Totale Luftsicherheitskontrolle

Total Airport Security. Bild: tass-project.eu

Die Europäische Union macht Flugsicherheit zur Priorität: Körperscanner, Videoüberwachung, Mikrofone und Sensoren zum Detektieren kleinster Teilchen in der Luft

Der folgende Beitrag ist vor 2021 erschienen. Unsere Redaktion hat seither ein neues Leitbild und redaktionelle Standards. Weitere Informationen finden Sie hier.

Auf ihrem gestrigen Treffen in Brüssel haben die Innenminister der Europäischen Union Schlussfolgerungen zum neuerlichen Ausbau der Flugsicherheit verabschiedet. Mit Passagierdatenregistern, biometrischen Kontrollgates, Körperscannern, Vorabregistrierungen und einem eigenen Netzwerk von Flughafenpolizeien hat die EU bereits eine Reihe entsprechender Maßnahmen eingefädelt. Körperscanner und 100 neue biometrische Kontrollgates sollen die EU-Vorgaben jetzt in Deutschland umsetzen.

Mit sechs Forschungsvorhaben will die Europäische Union Kontrollen an Flughäfen automatisieren. Als Flaggschiff gilt ein Projekt, das seit zwei Monaten am englischen Flughafen Heathrow entwickelt wird: Unter dem Namen "Total Airport Security" (TASS) forschen Firmen, Universitäten und Institute sowie mehrere Flughäfen an der totalen Erfassung von Informationen aus fest verbauter oder mobiler Überwachungstechnologie.

Neben Körperscannern, Videoüberwachung und Mikrofonen kommen auch Sensoren zum Detektieren kleinster Teilchen in der Luft zur Anwendung. Die unterschiedlichen Datenquellen werden dann in einer Schnittstelle "fusioniert". Dabei werden die Daten auch miteinander abgeglichen und auf Ähnlichkeiten untersucht. Dadurch soll sichergestellt werden, dass jede Irritation der "Sicherheitsumgebung" sofort einen Alarm auslöst. Gewonnene Erkenntnisse werden allen interessierten Sicherheitsbehörden überlassen.

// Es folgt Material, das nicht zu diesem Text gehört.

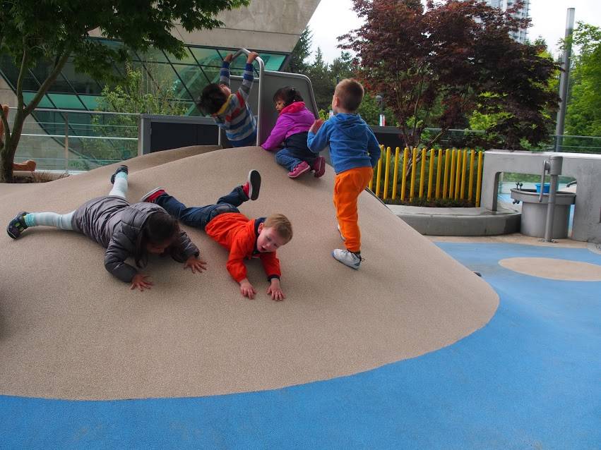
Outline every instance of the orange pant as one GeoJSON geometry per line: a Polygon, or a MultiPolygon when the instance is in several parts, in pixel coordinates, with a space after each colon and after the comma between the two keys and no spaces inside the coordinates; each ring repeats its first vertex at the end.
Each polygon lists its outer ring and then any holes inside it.
{"type": "Polygon", "coordinates": [[[345,245],[351,252],[361,250],[357,199],[369,184],[373,176],[374,169],[371,167],[357,167],[338,174],[334,182],[336,218],[340,226],[340,233],[346,239],[345,245]]]}

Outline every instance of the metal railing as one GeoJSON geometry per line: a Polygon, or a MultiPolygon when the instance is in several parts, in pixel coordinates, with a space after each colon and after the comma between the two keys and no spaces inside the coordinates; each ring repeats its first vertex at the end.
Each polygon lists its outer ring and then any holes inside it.
{"type": "Polygon", "coordinates": [[[448,199],[480,206],[484,152],[405,148],[401,153],[397,147],[393,157],[390,147],[380,148],[369,188],[385,202],[448,199]]]}
{"type": "MultiPolygon", "coordinates": [[[[9,109],[16,109],[11,107],[9,109]]],[[[9,115],[9,125],[12,118],[9,115]]],[[[34,110],[23,126],[15,160],[34,159],[45,170],[90,170],[137,155],[139,114],[34,110]]]]}

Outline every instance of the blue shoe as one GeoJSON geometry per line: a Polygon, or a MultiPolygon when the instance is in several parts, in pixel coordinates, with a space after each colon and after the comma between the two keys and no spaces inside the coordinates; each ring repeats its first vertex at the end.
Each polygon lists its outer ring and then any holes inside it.
{"type": "Polygon", "coordinates": [[[119,174],[119,172],[125,172],[126,174],[127,174],[128,170],[129,169],[127,169],[127,166],[126,166],[125,164],[121,164],[121,166],[117,167],[115,170],[115,173],[111,175],[111,184],[115,183],[115,176],[117,174],[119,174]]]}
{"type": "Polygon", "coordinates": [[[6,227],[6,233],[13,239],[18,238],[25,229],[27,229],[27,224],[25,223],[25,216],[27,214],[23,211],[15,216],[6,227]]]}
{"type": "Polygon", "coordinates": [[[261,189],[261,174],[258,171],[252,169],[249,172],[249,198],[256,200],[258,198],[258,191],[261,189]]]}

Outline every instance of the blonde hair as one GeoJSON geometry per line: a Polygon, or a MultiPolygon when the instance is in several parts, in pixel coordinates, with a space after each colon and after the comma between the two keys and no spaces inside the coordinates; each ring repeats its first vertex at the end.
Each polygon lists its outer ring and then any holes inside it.
{"type": "Polygon", "coordinates": [[[292,224],[284,214],[274,214],[265,219],[265,228],[273,228],[286,243],[292,238],[292,224]]]}
{"type": "Polygon", "coordinates": [[[363,101],[363,85],[355,78],[345,78],[336,85],[334,95],[340,99],[340,106],[355,112],[363,101]]]}

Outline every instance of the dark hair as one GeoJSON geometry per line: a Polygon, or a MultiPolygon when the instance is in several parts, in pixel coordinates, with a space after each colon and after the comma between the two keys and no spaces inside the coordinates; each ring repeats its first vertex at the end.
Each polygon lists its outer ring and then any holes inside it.
{"type": "Polygon", "coordinates": [[[278,100],[282,100],[284,106],[287,107],[294,102],[302,102],[302,97],[296,87],[284,86],[276,90],[273,95],[273,102],[275,102],[278,100]]]}
{"type": "Polygon", "coordinates": [[[138,267],[146,265],[148,260],[148,251],[146,249],[148,244],[162,244],[172,240],[178,234],[179,224],[177,219],[167,212],[157,211],[151,214],[138,233],[134,254],[136,265],[138,267]]]}
{"type": "Polygon", "coordinates": [[[207,85],[203,90],[201,97],[196,100],[196,107],[207,114],[214,114],[221,109],[223,104],[227,101],[227,96],[215,83],[207,85]]]}
{"type": "Polygon", "coordinates": [[[334,91],[334,95],[340,99],[340,106],[350,111],[359,109],[363,94],[363,85],[354,78],[345,78],[336,85],[334,91]]]}

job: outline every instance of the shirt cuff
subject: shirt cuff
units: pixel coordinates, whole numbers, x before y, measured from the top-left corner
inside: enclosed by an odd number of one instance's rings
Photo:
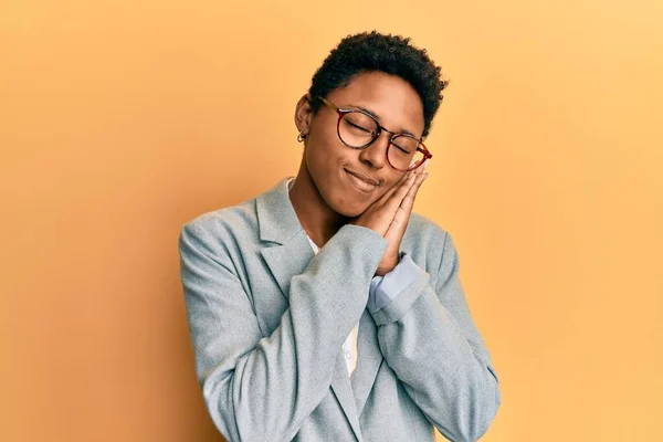
[[[385,307],[407,286],[412,284],[421,270],[406,252],[400,253],[400,261],[385,276],[375,276],[370,282],[368,311],[372,314]]]

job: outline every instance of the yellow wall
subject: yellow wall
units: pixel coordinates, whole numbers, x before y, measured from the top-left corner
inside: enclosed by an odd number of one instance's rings
[[[1,3],[0,440],[221,440],[179,228],[296,172],[295,102],[373,28],[451,80],[415,209],[501,375],[485,440],[663,440],[663,2],[223,3]]]

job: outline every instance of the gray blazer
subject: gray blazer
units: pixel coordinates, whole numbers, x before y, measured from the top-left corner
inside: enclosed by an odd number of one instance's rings
[[[499,407],[497,378],[446,232],[412,214],[401,242],[417,280],[375,314],[369,286],[387,248],[344,225],[314,255],[287,179],[180,234],[196,371],[231,442],[475,441]],[[351,378],[341,355],[359,324]]]

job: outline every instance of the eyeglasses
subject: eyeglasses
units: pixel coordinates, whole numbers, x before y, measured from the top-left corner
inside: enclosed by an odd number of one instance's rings
[[[423,143],[410,134],[396,134],[380,126],[380,123],[362,109],[341,109],[325,97],[318,97],[338,113],[336,131],[340,141],[352,149],[366,149],[383,131],[391,134],[387,146],[387,161],[400,172],[417,169],[427,159],[433,158]]]

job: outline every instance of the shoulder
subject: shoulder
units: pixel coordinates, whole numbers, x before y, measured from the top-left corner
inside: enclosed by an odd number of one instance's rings
[[[257,236],[255,198],[222,209],[202,213],[186,222],[182,236],[194,236],[203,241],[227,242]]]
[[[451,234],[433,220],[411,213],[401,243],[401,250],[431,274],[456,262],[456,251]]]

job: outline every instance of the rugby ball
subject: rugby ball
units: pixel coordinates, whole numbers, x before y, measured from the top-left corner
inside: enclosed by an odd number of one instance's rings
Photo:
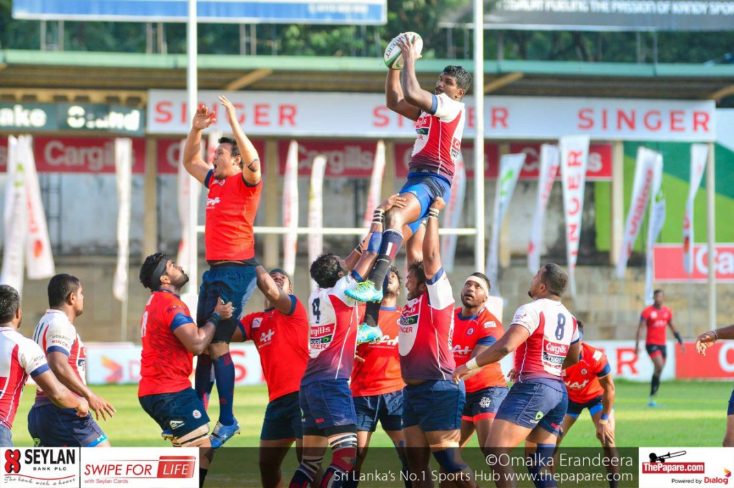
[[[403,67],[403,53],[398,46],[398,37],[405,35],[415,45],[415,50],[418,54],[423,51],[423,39],[421,34],[417,32],[403,32],[390,41],[390,44],[385,50],[385,64],[390,70],[399,70]]]

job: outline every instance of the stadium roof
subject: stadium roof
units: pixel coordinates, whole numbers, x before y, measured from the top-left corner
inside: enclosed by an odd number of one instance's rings
[[[447,64],[422,59],[424,86]],[[381,59],[202,55],[199,89],[382,92]],[[0,102],[143,105],[148,89],[185,89],[186,56],[86,51],[0,51]],[[734,95],[734,65],[487,61],[484,92],[500,95],[705,100]],[[732,100],[730,99],[727,102]],[[729,105],[729,103],[727,103]]]

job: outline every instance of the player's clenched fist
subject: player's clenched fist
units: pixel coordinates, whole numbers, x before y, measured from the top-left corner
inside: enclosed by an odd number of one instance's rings
[[[704,332],[696,339],[696,351],[702,356],[706,355],[706,350],[713,345],[716,339],[718,338],[716,330]]]
[[[217,300],[217,306],[214,307],[214,311],[222,317],[222,320],[232,318],[232,302],[225,303],[225,300],[219,298]]]

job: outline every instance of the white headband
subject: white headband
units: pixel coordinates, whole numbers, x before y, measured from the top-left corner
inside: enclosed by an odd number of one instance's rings
[[[466,284],[469,281],[473,281],[473,283],[476,283],[478,285],[479,285],[479,287],[482,288],[482,289],[484,290],[484,296],[485,297],[489,297],[490,296],[490,289],[487,286],[487,281],[485,281],[484,280],[482,279],[481,278],[479,278],[478,276],[469,276],[469,278],[466,278],[466,281],[464,281],[464,284]]]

Auch der "Cyberspace" wird durchsucht

Ausgeforscht wird damit der gesamte Flughafen sowie Personal, Reisende und Besucher, Fahrzeuge, Fracht, Gepäck und Flugzeuge. Terminal, Rollbahnen sowie Parkplätze werden als 3D-Visualisierung auf den Monitoren des Systems abgebildet. Sogar Erkenntnisse aus dem "Cyberspace" fließen ein.

Bei der Videoüberwachung aufgefallene Personen können automatisch von Kameras verfolgt werden. Wie dieses "Auto video tracking" funktioniert, hatte die Polizei in Dubai nach dem Mord an dem Hamas-Mitglied Mahmoud al Mabhouh Anfang 2010 illustriert. Die Polizei war dadurch in der Lage, den Weg verdächtiger israelischer Geheimdienstler vom Tatort in einem Hotel bis zur Tage zuvor erfolgten Ankunft am Flughafen zurückzuverfolgen (Dubai: Mit Siemens die Datenflut aus Überwachungskameras verwalten). Wie sich die Macher von TASS diese totale Kontrolle vorstellen, wird Interessierten in einem martialischen Werbevideo gezeigt.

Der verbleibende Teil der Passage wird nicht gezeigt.